There is the success of the South Indian states in controlling population -- apart from being an educated people what has the South done that the North couldn't?
Work by various Indian scholars has shown that fertility reduction began in coastal areas of south India and then proceeded to spread inland. This was an advantage that the south had compared to much of the north. The south has generally done better in providing people with family planning services i.e. access to safe, affordable and reliable methods of contraception.
At the present moment India has a large young population which is projected to continue till 2025, after which the majority of the populous will get older -- what are the reasons for this?
The reasons why populations age is fertility decline. Many people wrongly believe that population aging is due to the rise in life expectation. But that view is mistaken. Population aging occurs due to falling birth rates.
However, India's population is still quite young -- perhaps 35 percent of the total population is aged under 15 years.
What is the likely scenario when a country is largely dominated by an aging population?

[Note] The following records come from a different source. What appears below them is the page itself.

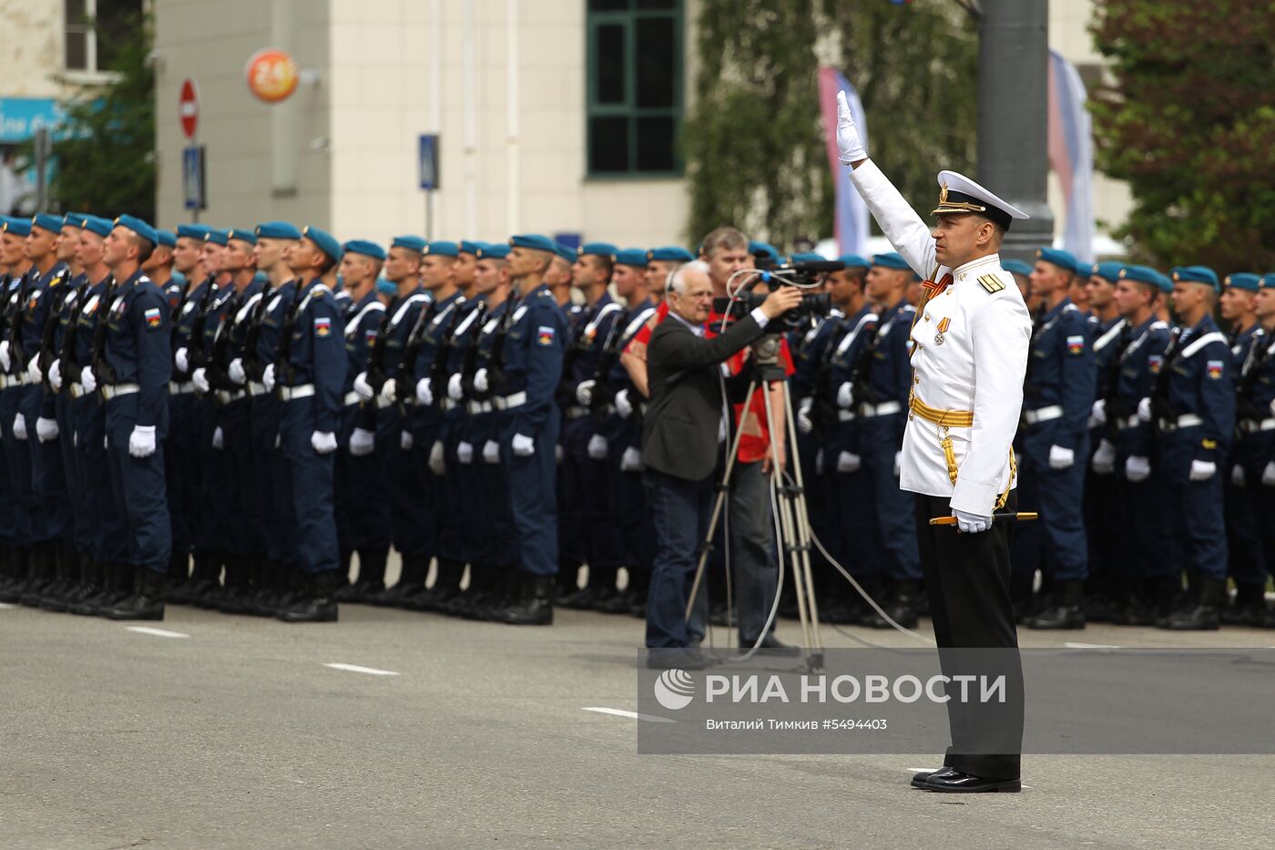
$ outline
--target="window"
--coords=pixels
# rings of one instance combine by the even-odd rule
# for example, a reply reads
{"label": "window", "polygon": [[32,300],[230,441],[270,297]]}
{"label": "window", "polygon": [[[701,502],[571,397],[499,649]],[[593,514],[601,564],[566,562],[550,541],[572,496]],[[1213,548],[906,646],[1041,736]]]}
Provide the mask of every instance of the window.
{"label": "window", "polygon": [[69,71],[111,70],[122,37],[142,26],[142,0],[62,0],[62,9]]}
{"label": "window", "polygon": [[681,175],[682,0],[588,4],[589,175]]}

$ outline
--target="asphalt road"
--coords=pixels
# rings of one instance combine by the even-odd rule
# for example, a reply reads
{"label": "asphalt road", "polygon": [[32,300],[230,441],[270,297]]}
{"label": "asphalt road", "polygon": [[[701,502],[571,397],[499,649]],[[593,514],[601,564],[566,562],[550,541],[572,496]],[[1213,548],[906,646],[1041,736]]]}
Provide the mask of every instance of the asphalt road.
{"label": "asphalt road", "polygon": [[[1271,846],[1269,756],[1026,756],[1023,794],[979,796],[909,789],[917,756],[640,756],[641,721],[585,710],[635,710],[631,618],[344,606],[338,624],[286,625],[170,606],[145,625],[184,637],[129,625],[0,610],[0,847]],[[1275,632],[1023,641],[1269,647]]]}

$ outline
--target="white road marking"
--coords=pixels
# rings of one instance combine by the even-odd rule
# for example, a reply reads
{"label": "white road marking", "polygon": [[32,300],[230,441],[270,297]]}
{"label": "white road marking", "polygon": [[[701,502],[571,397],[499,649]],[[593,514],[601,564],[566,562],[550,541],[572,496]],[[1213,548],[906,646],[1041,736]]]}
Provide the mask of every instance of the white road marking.
{"label": "white road marking", "polygon": [[361,667],[357,664],[325,664],[325,667],[332,667],[333,670],[346,670],[348,673],[366,673],[374,676],[397,676],[398,673],[394,670],[377,670],[376,667]]}
{"label": "white road marking", "polygon": [[676,720],[669,720],[668,717],[657,717],[655,715],[639,715],[636,711],[625,711],[623,708],[607,708],[604,706],[584,706],[581,711],[595,711],[599,715],[615,715],[616,717],[629,717],[630,720],[645,720],[649,724],[676,724]]}
{"label": "white road marking", "polygon": [[153,634],[156,637],[190,637],[189,634],[182,634],[181,632],[170,632],[168,629],[153,629],[149,625],[125,625],[124,628],[130,632],[136,632],[138,634]]}

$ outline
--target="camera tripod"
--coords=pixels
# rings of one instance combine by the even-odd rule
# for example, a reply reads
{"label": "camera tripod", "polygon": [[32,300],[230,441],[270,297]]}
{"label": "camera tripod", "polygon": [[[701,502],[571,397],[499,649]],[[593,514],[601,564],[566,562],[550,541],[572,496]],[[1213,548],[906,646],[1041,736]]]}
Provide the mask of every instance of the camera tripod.
{"label": "camera tripod", "polygon": [[[815,585],[811,574],[811,527],[810,514],[806,509],[806,490],[802,480],[801,457],[797,449],[797,422],[793,416],[792,394],[788,389],[788,377],[783,366],[779,365],[779,334],[768,333],[752,343],[752,369],[754,375],[748,382],[746,399],[751,399],[759,388],[765,393],[766,429],[770,436],[769,454],[771,463],[770,498],[776,513],[775,541],[779,550],[779,583],[775,587],[775,599],[770,606],[766,624],[757,637],[760,641],[774,625],[775,614],[779,609],[779,596],[783,592],[784,565],[789,567],[793,577],[793,586],[797,592],[797,614],[801,619],[802,629],[802,656],[810,671],[820,670],[824,666],[824,646],[819,636],[819,605],[815,600]],[[770,408],[770,391],[779,385],[784,398],[784,440],[790,445],[788,458],[792,463],[793,482],[784,479],[780,444],[775,438],[774,414]],[[700,549],[699,564],[695,569],[695,581],[691,583],[690,599],[686,604],[686,620],[690,622],[695,610],[695,599],[699,595],[700,583],[704,578],[704,568],[708,564],[709,554],[713,549],[713,536],[717,532],[718,521],[722,518],[722,508],[731,490],[731,476],[740,453],[740,440],[743,436],[743,425],[750,412],[745,407],[740,426],[734,430],[734,436],[725,459],[725,472],[718,485],[717,498],[713,503],[713,516],[709,521],[708,533]],[[741,647],[742,648],[742,647]],[[757,647],[748,650],[743,659],[756,652]],[[740,659],[742,660],[742,659]]]}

This is a difficult question to answer. It depends partly upon how old the population becomes and how healthy the people then are. What one can say is that these problems (i e of population aging) are still quite a long way in the future for most of India. Some people argue that population aging tends to slow economic growth, but I see no reason why this should necessarily be the case. Older people have as much to contribute as do younger people, I believe.
With the constant influx from villages to urban centres, what further implications will this have for the country's already bursting cities and metropolises? How grim is this situation and in the given circumstances, how should it be tackled?
The main reason why India's towns and cities are growing is because of natural increase in the urban areas themselves (i e the excess of urban births over urban deaths). To put the matter differently: rural to urban migration is the second reason why the population of India's urban areas are growing, it is not the first.
The best way to reduce urban population growth is to provide good family planning services -- this leads to faster declines in birth rates and thus slows the pace of urban population growth -- both by reducing the volumes of rural to urban migration and by reducing urban natural increase as well.
There is already a huge gulf between the rich and poor. How will a further rise in population affect this? There is a view that the next biggest social problem before Indians would be the battle between the haves and the have nots. How real and grave is this problem?
Family planning will help the poor, especially.
So far as population growth is concerned, is it too late for India now?
No, it is not 'too late.' Our new book on India's future is not pessimistic in seeing insuperable difficulties lying ahead. However, it is clear that the country will benefit from slower population growth.